O di Daniel ex-veterano del Vietnam mandato a casa con disonore e senza sussidio perché bisessuale, nella Christopher Street aiuta chi ne ha bisogno. Oppure di Karen che dopo la fine di una lunga relazione segreta con una donna si ritrova allo Stonewall Inn per seguire il fascino di Theresa, anche se vengono entrambe da mondi opposti. Oltre a questi troviamo molteplici personaggi dalle diverse intersezioni tra genere, razzializzazione e classe sociale, dai personaggi di ogni genere (anche se il termine non binario all’epoca non c’era) e orientamento sessuale.
Tutti questi personaggi, alla fine, si ritroveranno allo Stonewall Inn quando scoppierà la rivolta contro la brutalità della polizia. Il come accadrà e che significato avrà per loro si giocherà al tavolo insieme. Dal mio punto di vista, è stato rincuorante vedere la B presente in un gioco sulla comunità LGBTQIA+ in maniera sfaccettata e multidimensionale. Storie quasi archetipiche per chi è bi+, ma non banalizzate poiché calate in un preciso contesto storico dove la parola bisessuale c’era (pensiamo a Brenda Howard, la madre del Pride) ma sicuramente ancora circondata da stima anche dentro gli stessi spazi gay.
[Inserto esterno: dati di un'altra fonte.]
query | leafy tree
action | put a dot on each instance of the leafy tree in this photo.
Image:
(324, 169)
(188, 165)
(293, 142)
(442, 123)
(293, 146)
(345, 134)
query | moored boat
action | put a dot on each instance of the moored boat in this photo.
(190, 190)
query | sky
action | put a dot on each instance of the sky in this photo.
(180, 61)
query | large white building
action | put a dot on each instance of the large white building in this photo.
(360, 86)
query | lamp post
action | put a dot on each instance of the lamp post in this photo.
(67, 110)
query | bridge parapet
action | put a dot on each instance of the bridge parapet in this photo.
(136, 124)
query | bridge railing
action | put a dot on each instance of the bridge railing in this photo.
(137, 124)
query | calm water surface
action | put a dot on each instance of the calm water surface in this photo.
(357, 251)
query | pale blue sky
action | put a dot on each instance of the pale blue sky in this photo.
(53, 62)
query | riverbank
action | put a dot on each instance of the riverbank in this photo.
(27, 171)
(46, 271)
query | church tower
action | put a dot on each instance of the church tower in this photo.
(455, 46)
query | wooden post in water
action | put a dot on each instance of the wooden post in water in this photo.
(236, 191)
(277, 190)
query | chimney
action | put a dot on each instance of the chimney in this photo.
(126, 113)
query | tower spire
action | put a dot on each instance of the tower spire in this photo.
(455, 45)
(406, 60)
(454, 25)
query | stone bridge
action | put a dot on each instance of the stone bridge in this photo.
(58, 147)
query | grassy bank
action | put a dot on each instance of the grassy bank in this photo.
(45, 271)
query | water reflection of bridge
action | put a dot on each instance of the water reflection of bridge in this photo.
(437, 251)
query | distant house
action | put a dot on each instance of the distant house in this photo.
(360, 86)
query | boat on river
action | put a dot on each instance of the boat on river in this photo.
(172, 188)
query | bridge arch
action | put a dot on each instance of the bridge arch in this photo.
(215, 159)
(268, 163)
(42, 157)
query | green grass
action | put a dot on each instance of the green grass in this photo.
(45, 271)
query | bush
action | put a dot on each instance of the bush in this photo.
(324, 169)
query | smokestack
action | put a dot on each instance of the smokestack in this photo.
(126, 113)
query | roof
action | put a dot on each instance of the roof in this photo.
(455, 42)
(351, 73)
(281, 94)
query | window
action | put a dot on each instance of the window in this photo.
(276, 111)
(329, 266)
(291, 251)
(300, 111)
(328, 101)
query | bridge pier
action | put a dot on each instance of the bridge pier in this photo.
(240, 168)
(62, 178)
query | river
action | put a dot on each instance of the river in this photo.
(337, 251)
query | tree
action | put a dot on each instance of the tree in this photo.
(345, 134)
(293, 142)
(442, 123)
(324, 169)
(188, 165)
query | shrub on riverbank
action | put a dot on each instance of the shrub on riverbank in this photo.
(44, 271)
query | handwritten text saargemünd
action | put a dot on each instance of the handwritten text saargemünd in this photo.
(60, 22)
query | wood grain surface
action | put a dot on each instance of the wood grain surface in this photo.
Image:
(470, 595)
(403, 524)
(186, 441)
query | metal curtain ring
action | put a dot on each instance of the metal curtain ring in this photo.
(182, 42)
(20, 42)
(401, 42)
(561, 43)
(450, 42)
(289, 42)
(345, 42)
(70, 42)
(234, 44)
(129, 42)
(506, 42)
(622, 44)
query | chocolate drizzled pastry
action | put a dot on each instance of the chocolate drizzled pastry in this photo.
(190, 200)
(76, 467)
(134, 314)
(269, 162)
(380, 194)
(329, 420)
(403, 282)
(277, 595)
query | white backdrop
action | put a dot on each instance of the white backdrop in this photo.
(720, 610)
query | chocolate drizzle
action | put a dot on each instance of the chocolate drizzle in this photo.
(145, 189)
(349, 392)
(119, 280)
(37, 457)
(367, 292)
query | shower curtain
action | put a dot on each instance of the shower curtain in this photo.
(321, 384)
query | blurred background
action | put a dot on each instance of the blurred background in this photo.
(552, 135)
Alla fine della storia, potremmo chiederci perché giocare dei giochi queer quando già le nostre vite sono rese difficili dalle discriminazioni e dallo stress dell’essere una minoranza. Non necessariamente è una modalità che può fare per tuttз, anche se è alla portata di chiunque, perché magari preferiamo vedere in terza persona delle storie queer su altri formati, dai fumetti alle serie tv. Ciò nonostante, l’atto creativo condiviso in sé può essere sia liberatorio che di esplorazione, poiché dentro quello spazio più sicuro che dobbiamo creare al tavolo da gioco possiamo prenderci ciò non ci viene dato e che vogliamo: autenticità, rivendicazioni, finali meno drammatici e, cosa importante, a volte trovare delle storie dove le nostre identità sono solo la quotidianità.
Infine, il gran potenziale di un gioco sulla storia della comunità LGBTQIA+ è che ci può far ricordare – e fare esperienza mediata – chi siamo state e che cosa continuiamo ad affrontare. Se ogni giugno, infatti, si festeggia l’orgoglio LGBTQIA+ è proprio per ricordare i Moti di Stonewall e quelle fatidiche notti i cui “la prima volta fu rivolta” e tutte le persone che hanno lottato, ieri e oggi. E le persone bi+ e con orientamenti non esclusivi c’erano.
Oltre a osservarne le rappresentazioni, è fondamentale ricordarci che il Pride non è solo occasione di festa ma anche di rivolta e rivendicazione per tuttз noi. Rendere più queer lo spazio ludico passa anche da questo.
1 Tradotta e pubblicata in italiano in un capitolo del volume Fuori dal Dungeon. Genere, razza e classe nel gioco di ruolo occidentale, a cura di Marta Palvarini per Asterisco Edizioni.